Chicago Woman Detained For Threats Against Trump And Family

A woman from Plainfield, Illinois, has been charged in Florida for allegedly sending emails threatening to shoot former President Donald Trump and his son Barron. The woman has been identified as Tracy Maria Fiorenza. Authorities first became aware of the emails in May and June this year and interviewed the woman in August.

A recently unsealed affidavit was filed on August 9 in the United States District Court for the Southern District of Florida. The affidavit was filed in support of criminal charges against Fiorenza by a U.S. Secret Service agent.

The document shows that agents began investigating Fiorenza in early June after receiving a complaint. According to the affidavit, Fiornza sent two emails to the school threatening Trump and his family.

In the first email Fiorneza is alleged to have sent, she wrote “I will state that I will shoot Donald Trump Sr. AND Barron Trump straight in the face at any opportunity that I get!” A second email dated June 6 reads “I am going to slam a bullet in Barron Trump’s head with his father IN SELF DEFENCE.”

Fiorenza was first contacted by US Secret Service Special Agent Sandra Trujillo from the Agency’s Chicago office in early June who offered Fiorenza several options to meet for a formal interview including public places and the defendant’s home. Ultimately, Fiorenza agreed to meet at the Chicago field office on June 14.

During the interview, Fiorenza was shown copies of the emails and confirmed to investigators that she had written and sent the messages intentionally. The affidavit states that Fiorenza was read her Miranda rights and was allowed to leave the office without being placed under arrest.

Fiorenza was arrested at her home in Illinois on August 21 and appeared before a judge at the Dirksen Federal Courthouse in Chicago that morning. She was remanded into U.S. Marshall’s custody and will be transported to Florida to face charges.

News reports from the Chicago Sun-Times show that Fiorenza is being represented by Daniel Hesler. Hesler is an attorney with the Federal Defender Program and describes himself as a “do-gooder” attorney on Facebook. Hesler did not respond to a request for comment.

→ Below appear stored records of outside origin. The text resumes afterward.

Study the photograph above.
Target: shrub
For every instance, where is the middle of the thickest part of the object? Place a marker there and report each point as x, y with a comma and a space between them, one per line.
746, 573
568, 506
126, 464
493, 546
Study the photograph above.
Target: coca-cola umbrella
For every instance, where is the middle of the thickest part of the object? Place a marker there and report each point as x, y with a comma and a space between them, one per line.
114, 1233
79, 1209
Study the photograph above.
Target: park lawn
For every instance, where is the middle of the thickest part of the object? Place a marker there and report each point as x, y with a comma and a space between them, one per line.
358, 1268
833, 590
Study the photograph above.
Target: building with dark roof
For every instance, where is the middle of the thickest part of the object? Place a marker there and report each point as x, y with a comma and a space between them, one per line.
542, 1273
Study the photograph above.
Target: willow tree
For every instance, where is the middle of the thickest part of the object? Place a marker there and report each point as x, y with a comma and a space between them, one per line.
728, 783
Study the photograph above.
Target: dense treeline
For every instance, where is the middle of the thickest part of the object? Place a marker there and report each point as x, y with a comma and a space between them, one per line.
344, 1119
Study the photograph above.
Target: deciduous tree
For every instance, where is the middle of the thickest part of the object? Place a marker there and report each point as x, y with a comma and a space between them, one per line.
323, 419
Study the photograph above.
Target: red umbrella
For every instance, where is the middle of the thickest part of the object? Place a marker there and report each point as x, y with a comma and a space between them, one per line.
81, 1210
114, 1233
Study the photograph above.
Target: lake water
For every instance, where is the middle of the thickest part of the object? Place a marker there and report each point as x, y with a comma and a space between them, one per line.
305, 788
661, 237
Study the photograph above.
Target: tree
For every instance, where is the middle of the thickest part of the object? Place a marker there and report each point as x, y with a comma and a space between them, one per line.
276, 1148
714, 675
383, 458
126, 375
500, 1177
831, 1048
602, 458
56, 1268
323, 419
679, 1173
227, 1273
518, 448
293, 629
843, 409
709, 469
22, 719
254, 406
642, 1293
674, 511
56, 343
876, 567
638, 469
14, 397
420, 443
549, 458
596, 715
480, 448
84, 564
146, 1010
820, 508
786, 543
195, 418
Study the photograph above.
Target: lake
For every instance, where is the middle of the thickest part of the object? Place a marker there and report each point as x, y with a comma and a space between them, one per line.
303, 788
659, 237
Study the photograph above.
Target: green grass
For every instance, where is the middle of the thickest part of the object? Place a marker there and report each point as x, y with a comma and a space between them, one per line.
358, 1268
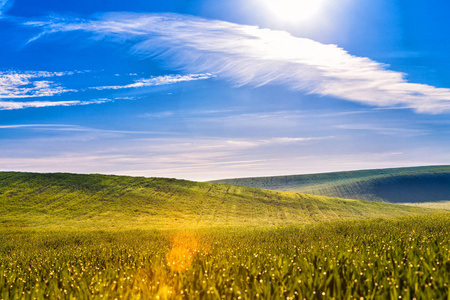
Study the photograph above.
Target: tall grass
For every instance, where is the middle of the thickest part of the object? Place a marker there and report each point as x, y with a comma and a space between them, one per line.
403, 258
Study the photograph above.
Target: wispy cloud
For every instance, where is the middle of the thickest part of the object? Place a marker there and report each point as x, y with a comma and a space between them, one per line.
384, 130
11, 105
30, 84
248, 55
78, 128
5, 5
155, 81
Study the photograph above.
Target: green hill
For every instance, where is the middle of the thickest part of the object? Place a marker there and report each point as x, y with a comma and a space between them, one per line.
399, 185
103, 201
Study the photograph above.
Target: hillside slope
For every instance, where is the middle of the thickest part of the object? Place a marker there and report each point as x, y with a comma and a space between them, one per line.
418, 184
105, 201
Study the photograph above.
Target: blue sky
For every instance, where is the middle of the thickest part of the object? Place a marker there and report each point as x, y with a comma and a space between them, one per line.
215, 89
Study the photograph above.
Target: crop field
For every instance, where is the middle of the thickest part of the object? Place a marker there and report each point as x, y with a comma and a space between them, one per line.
396, 185
399, 258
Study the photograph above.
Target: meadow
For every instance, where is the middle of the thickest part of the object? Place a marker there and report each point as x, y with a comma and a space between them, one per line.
68, 236
399, 258
395, 185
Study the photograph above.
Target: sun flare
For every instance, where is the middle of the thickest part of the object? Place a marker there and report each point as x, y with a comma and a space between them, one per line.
294, 10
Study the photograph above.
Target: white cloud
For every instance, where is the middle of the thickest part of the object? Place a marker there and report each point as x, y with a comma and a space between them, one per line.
5, 5
30, 84
155, 81
248, 55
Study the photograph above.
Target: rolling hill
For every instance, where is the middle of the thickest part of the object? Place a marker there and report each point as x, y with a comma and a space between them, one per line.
59, 200
398, 185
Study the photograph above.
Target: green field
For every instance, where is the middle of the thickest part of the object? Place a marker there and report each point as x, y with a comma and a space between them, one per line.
105, 201
417, 184
66, 236
377, 259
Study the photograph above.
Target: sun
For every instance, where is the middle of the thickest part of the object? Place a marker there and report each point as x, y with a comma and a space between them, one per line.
294, 10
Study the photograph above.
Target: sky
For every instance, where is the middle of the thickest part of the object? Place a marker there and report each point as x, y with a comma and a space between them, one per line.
211, 89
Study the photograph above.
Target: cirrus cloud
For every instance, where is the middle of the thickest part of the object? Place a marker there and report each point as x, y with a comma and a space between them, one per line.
249, 55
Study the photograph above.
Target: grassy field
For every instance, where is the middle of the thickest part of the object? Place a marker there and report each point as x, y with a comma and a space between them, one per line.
418, 184
66, 236
435, 205
403, 258
101, 201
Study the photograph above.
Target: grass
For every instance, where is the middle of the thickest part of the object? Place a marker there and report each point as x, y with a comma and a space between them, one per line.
104, 201
67, 236
401, 258
398, 185
442, 205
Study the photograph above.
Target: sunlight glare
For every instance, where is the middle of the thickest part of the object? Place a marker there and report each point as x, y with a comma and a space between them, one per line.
294, 10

Authorities decided to place Fiorenza in custody prior to a hearing because the threats she allegedly made were directed at Barron Trump, a minor. The affidavit shows that charges are being sought under interstate communications laws rather than under the laws protecting former presidents and their families. Both crimes carry the same penalty.

Social media posts by Fiorenza — which have now been removed — show a pattern of violent rhetoric toward Trump and other elected officials. According to screenshots obtained by One America News, Fiorenza claims that the Trump family are the ringleaders of a Hollywood pedophile ring and that Trump used falsified educational records to get Barron placed in an exclusive education program.

Her posts also indicate that she reached out to the Secret Service in April after alleging that Trump was using “psychotronic” communications to control people, specifically “voice-to-skull” methods. These methods are part of a long-running conspiracy theory that alleges individual actors and governments use advanced technologies to control people using electromagnetic and microwave rays. Fiorenza includes a body map on her social media post that shows the various different physical reactions she believes can be controlled through psychotronic voice-to-skull techniques. This includes ailments ranging from involuntary muscle twitches to waking dreams.

Fiorenza claims that she is a member of the Illuminati and styles her name as Tracy Fiorenza de Rothschild though there is no evidence that she is a member of the famously wealthy family.

Investigators are drawing criticism online for the apparently different treatment Fiorenza received in light of the shooting death of a Utah man who made similar threats online against President Joe Biden. In that matter, Federal Bureau of Investigations agents attempted to serve an arrest warrant at the home of Craig Robertson, 75 on August 9.

According to the FBI, Robertson pointed a handgun at agents leading to the fatal shooting. Robertson had allegedly posted threatening messages about Biden and photographs of firearms ahead of a planned visit by the president to the state. Robertson’s fatal shooting occurred on the same day the affidavit against Fiorenza was filed in Florida.

Authorities in Chicago have not yet determined how or when Fiorenza will be remanded to Florida. The charges carry a maximum punishment of five years in prison and could result in fines of $200,000.